What is visibility problem?
Each thread may store copies of variables in:
Junior Level
Basic Understanding
Visibility Problem is a situation where one thread modifies a variable, but another thread continues to see the old value.
Why: each CPU core has its own cache (L1/L2). A thread reads a variable from its core’s cache.

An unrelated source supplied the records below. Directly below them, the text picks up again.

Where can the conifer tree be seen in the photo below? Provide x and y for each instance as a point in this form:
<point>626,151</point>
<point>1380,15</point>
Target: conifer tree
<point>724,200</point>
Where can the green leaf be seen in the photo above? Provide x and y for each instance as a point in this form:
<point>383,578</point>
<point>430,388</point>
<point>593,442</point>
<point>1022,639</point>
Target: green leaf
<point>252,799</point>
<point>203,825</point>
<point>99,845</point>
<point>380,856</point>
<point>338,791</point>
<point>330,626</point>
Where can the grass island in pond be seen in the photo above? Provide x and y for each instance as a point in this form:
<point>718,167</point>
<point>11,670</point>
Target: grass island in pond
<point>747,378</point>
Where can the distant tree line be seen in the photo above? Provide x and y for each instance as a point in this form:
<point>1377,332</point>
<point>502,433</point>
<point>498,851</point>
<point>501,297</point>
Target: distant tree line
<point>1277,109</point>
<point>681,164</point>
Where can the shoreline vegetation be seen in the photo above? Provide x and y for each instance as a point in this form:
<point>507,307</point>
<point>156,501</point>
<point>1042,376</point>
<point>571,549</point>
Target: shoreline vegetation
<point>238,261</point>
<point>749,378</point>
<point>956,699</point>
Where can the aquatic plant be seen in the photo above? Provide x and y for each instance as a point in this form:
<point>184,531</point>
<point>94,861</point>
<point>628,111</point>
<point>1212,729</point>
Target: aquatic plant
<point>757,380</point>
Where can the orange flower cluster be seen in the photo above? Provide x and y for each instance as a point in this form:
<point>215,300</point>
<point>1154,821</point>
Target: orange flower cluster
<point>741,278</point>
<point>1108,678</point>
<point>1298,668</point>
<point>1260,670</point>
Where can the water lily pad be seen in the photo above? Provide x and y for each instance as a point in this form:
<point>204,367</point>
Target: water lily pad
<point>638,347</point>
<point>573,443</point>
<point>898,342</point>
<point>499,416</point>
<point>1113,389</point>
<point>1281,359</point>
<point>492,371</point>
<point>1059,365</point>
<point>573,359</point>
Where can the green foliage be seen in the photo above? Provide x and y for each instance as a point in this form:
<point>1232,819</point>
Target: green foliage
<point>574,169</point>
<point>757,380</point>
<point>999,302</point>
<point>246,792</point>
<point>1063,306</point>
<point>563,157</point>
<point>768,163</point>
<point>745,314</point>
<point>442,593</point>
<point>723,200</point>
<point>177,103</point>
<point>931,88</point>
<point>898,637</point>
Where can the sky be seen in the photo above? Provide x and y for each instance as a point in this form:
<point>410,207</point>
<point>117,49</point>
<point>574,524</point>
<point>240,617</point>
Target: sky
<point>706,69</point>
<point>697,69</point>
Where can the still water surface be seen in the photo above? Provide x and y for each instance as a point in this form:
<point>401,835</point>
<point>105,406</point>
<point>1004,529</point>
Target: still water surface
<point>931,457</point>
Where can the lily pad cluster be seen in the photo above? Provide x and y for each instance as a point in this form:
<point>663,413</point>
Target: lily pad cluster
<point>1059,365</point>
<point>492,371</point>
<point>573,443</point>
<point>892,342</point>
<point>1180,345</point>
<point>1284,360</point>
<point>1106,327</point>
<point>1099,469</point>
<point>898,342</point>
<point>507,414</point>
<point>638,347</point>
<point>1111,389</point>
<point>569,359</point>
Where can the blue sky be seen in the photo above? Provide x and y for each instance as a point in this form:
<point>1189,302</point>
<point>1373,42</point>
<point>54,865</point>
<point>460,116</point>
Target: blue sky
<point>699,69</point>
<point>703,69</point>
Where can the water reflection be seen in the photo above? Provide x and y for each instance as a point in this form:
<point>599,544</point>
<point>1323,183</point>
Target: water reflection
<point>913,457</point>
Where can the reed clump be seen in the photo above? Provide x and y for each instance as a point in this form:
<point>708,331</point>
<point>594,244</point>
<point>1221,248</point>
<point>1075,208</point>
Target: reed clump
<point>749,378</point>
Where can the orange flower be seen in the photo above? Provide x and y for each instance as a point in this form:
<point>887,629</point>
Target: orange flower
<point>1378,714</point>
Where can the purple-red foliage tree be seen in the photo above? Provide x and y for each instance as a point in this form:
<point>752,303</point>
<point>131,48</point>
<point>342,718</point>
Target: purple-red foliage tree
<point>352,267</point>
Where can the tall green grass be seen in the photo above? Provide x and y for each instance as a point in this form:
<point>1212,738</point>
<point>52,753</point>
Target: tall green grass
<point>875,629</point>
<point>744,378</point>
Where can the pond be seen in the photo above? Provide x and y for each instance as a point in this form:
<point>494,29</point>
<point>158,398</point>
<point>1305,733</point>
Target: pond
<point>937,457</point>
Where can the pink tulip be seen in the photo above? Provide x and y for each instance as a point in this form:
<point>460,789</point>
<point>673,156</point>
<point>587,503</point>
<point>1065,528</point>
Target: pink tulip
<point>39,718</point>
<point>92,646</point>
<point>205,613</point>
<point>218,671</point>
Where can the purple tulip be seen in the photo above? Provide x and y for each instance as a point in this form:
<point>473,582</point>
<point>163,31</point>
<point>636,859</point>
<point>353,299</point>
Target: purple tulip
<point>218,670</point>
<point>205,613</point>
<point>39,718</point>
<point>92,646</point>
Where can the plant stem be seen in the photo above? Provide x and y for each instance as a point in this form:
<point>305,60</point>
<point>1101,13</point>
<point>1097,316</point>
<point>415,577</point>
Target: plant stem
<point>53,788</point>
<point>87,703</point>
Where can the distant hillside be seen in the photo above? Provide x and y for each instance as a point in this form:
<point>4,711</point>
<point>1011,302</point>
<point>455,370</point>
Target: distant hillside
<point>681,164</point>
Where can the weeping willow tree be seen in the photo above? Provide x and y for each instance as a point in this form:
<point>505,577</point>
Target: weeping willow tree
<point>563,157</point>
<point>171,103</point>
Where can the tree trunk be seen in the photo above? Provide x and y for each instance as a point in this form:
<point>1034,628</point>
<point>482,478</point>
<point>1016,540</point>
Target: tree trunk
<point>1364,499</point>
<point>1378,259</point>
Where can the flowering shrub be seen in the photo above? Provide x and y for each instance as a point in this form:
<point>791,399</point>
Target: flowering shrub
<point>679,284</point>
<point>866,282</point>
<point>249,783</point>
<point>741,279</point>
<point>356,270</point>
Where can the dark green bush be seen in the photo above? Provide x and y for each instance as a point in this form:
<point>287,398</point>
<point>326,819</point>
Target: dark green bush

When another thread on a different core changes that variable, the update initially stays in that core’s cache and is not immediately visible to everyone.
Simple Example
public class VisibilityDemo {
private boolean flag = false; // WITHOUT volatile
public void setFlag() {
flag = true; // Thread 1 modifies
}
public void checkFlag() {
while (!flag) {
// Thread 2 may NEVER exit the loop!
// It sees its local copy flag = false
}
System.out.println("Flag is true");
}
}
Why does this happen?
Each thread may store copies of variables in:
- CPU registers — fastest, but completely local
- CPU cache (L1/L2/L3) — fast, but not always synchronized
- Main memory (RAM) — shared, but slow
Solution
Use volatile:
public class VisibilityDemo {
private volatile boolean flag = false; // With volatile — always sees the latest. volatile inserts a memory barrier: on write — flushes the cache line to RAM (Store barrier), on read — invalidates the cache line and re-reads from RAM (Load barrier).
public void setFlag() {
flag = true; // All threads will see this value immediately
}
public void checkFlag() {
while (!flag) {
// Now thread 2 is guaranteed to see the change
}
System.out.println("Flag is true");
}
}
When does the visibility problem occur?
| Situation | Occurs? | Solution |
|---|---|---|
| Regular variable, multiple threads | Yes | volatile / synchronized |
volatile variable |
No | — |
synchronized block |
No | — |
final field (after constructor) |
No | — |
AtomicInteger |
No | — |
Middle Level
Physical Cause (Hardware Level)
Modern processors have a complex memory hierarchy:
CPU Registers → L1 Cache (32-64KB) → L2 Cache (256KB-1MB) → L3 Cache (8-64MB) → RAM
~1 cycle ~4 cycles ~10 cycles ~40 cycles ~100 cycles
What happens on write
- Thread on Core 1 changes the variable → writes to Store Buffer
Store Buffer — CPU write buffer. When a core writes data, it first goes to the Store Buffer, not directly to cache/RAM. This speeds up writes (the processor doesn’t wait), but creates the visibility problem.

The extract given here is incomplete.